The court had allowed the marines to go home in February to vote in national elections and to celebrate Easter with a written promise from Italian Ambassador Daniele Mancini that they would return to stand trial. Italy announced Monday that it would not send them back.
The dispute has damaged relations. Indian Prime Minister Manmohan Singh said there would be consequences if Italy does not back down.
Indian Foreign Minister Salman Kurshid said the matter "will be treated with urgency and it will be treated with determination to ensure that we don't suffer."
Kurshid said the government would wait for the Supreme Court to make a ruling.
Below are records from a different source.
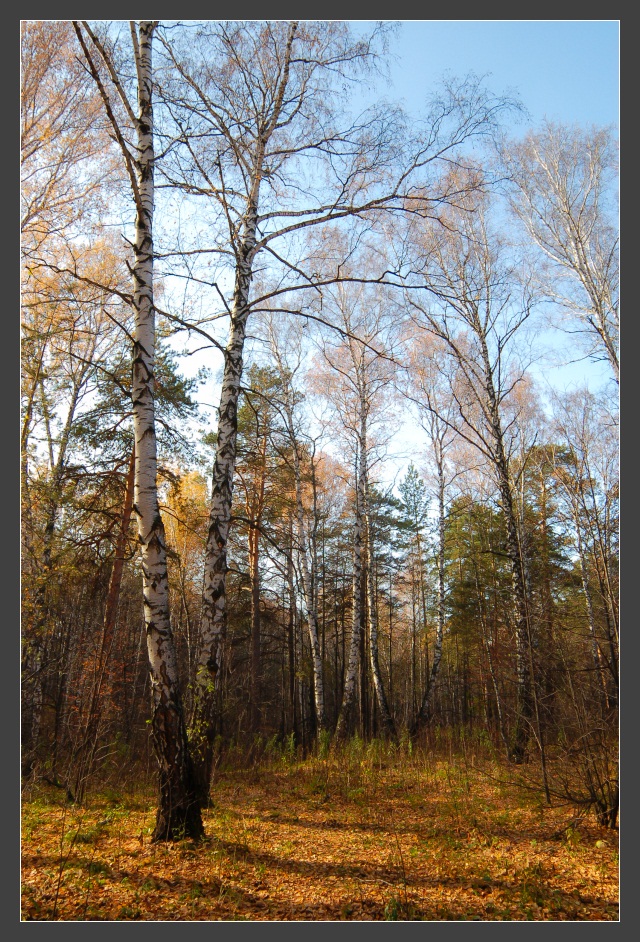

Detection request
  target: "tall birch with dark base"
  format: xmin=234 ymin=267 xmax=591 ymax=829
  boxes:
xmin=159 ymin=21 xmax=519 ymax=786
xmin=74 ymin=21 xmax=203 ymax=840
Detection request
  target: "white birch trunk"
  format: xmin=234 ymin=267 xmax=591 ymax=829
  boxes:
xmin=364 ymin=507 xmax=397 ymax=741
xmin=572 ymin=508 xmax=611 ymax=711
xmin=190 ymin=241 xmax=254 ymax=798
xmin=412 ymin=451 xmax=446 ymax=735
xmin=334 ymin=447 xmax=364 ymax=742
xmin=272 ymin=360 xmax=327 ymax=736
xmin=74 ymin=17 xmax=203 ymax=837
xmin=486 ymin=394 xmax=533 ymax=760
xmin=292 ymin=461 xmax=327 ymax=734
xmin=126 ymin=22 xmax=202 ymax=839
xmin=190 ymin=23 xmax=298 ymax=795
xmin=356 ymin=402 xmax=396 ymax=741
xmin=470 ymin=327 xmax=534 ymax=762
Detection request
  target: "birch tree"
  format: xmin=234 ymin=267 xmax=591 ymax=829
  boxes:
xmin=73 ymin=20 xmax=203 ymax=840
xmin=262 ymin=315 xmax=328 ymax=736
xmin=401 ymin=332 xmax=461 ymax=737
xmin=405 ymin=180 xmax=537 ymax=761
xmin=157 ymin=19 xmax=391 ymax=786
xmin=312 ymin=279 xmax=398 ymax=742
xmin=500 ymin=121 xmax=619 ymax=382
xmin=153 ymin=20 xmax=516 ymax=787
xmin=550 ymin=388 xmax=619 ymax=702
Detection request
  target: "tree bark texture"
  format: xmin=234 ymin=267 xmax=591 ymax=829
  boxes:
xmin=190 ymin=23 xmax=299 ymax=794
xmin=74 ymin=20 xmax=203 ymax=838
xmin=128 ymin=23 xmax=201 ymax=840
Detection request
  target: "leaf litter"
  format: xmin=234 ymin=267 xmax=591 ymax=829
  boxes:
xmin=21 ymin=754 xmax=619 ymax=921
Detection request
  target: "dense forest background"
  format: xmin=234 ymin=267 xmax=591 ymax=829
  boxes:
xmin=21 ymin=20 xmax=618 ymax=844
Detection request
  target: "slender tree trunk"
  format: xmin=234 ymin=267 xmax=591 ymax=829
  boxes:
xmin=296 ymin=510 xmax=327 ymax=735
xmin=267 ymin=328 xmax=327 ymax=736
xmin=477 ymin=338 xmax=533 ymax=763
xmin=130 ymin=24 xmax=202 ymax=840
xmin=190 ymin=272 xmax=252 ymax=800
xmin=573 ymin=510 xmax=611 ymax=712
xmin=283 ymin=397 xmax=327 ymax=735
xmin=77 ymin=20 xmax=203 ymax=838
xmin=189 ymin=174 xmax=260 ymax=793
xmin=411 ymin=455 xmax=446 ymax=737
xmin=538 ymin=475 xmax=557 ymax=729
xmin=249 ymin=523 xmax=262 ymax=734
xmin=388 ymin=571 xmax=394 ymax=712
xmin=578 ymin=476 xmax=618 ymax=687
xmin=286 ymin=520 xmax=298 ymax=742
xmin=190 ymin=21 xmax=298 ymax=798
xmin=365 ymin=530 xmax=397 ymax=741
xmin=590 ymin=526 xmax=619 ymax=686
xmin=334 ymin=450 xmax=364 ymax=743
xmin=359 ymin=592 xmax=369 ymax=738
xmin=363 ymin=475 xmax=397 ymax=742
xmin=72 ymin=445 xmax=136 ymax=797
xmin=498 ymin=464 xmax=534 ymax=763
xmin=410 ymin=579 xmax=417 ymax=718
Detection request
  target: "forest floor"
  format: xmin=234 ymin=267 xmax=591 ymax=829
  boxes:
xmin=21 ymin=747 xmax=619 ymax=921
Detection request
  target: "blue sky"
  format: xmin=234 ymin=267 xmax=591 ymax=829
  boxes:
xmin=373 ymin=20 xmax=619 ymax=398
xmin=166 ymin=20 xmax=619 ymax=454
xmin=333 ymin=20 xmax=619 ymax=471
xmin=380 ymin=20 xmax=619 ymax=131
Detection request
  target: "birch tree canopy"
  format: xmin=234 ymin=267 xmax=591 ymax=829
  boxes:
xmin=499 ymin=121 xmax=619 ymax=382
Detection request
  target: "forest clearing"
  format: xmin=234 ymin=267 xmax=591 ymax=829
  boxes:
xmin=21 ymin=20 xmax=619 ymax=922
xmin=21 ymin=743 xmax=619 ymax=921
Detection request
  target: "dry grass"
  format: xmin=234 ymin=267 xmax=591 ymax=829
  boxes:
xmin=21 ymin=747 xmax=619 ymax=921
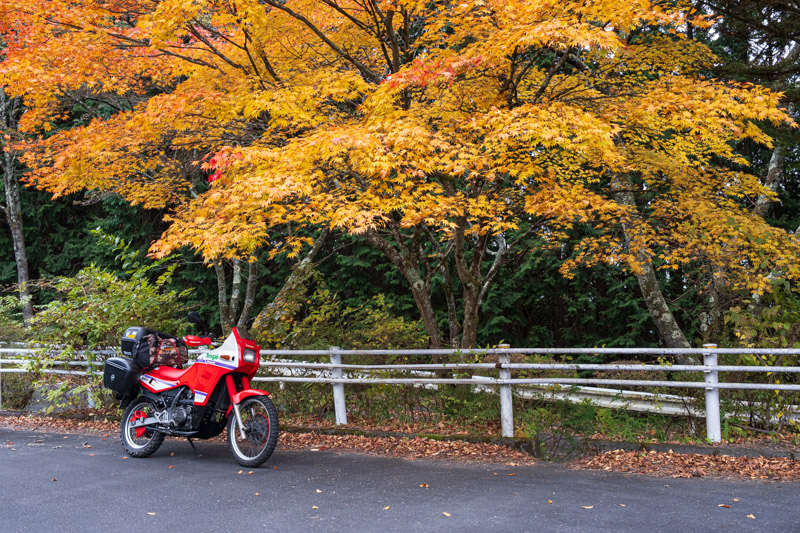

The court demanded Thursday that Italy explain why it was reneging on its promise, banned Mancini from leaving India without its permission and insisted he file his response by Monday.
Indian External Affairs Ministry spokesman Syed Akbaruddin said India expected Italy to respect the agreement that its ambassador voluntarily submitted to India's top court.
"That's the issue at stake. Everything else takes a secondary importance," Akbaruddin told reporters.
He said India was reviewing its relations with Italy. "We will take further action that is appropriate, taking into account all aspects of our relations," Akbaruddin said.
The marines, Massimilian Latorre and Salvatore Girone, were part of a military security team aboard a cargo ship when they opened fire on a fishing boat in February last year, killing the two fishermen. The marines said they mistook the boat for a pirate craft.
Italy maintains that the shooting occurred in international waters and that Rome should have jurisdiction. India says the ship was in Indian territorial waters.
The Italian Foreign Ministry said in a statement Monday that Italy would not return the marines because India's decision to try the pair there would violate their rights, in particular the principle of immunity for foreign state actors. The ministry said it would be open to international mediation.
Singh told Parliament on Wednesday that Italy's actions "violate every rule of diplomatic discourse" and said they had damaged bilateral relations that were built on trust.
A spokesman for U.N. Secretary-General Ban Ki-moon said Wednesday that he called on both sides to peacefully resolve their issues in accordance with international law. Italian Foreign Minister Giulio Terzi welcomed Ban's statement and said Italy was prepared to reach a solution with India.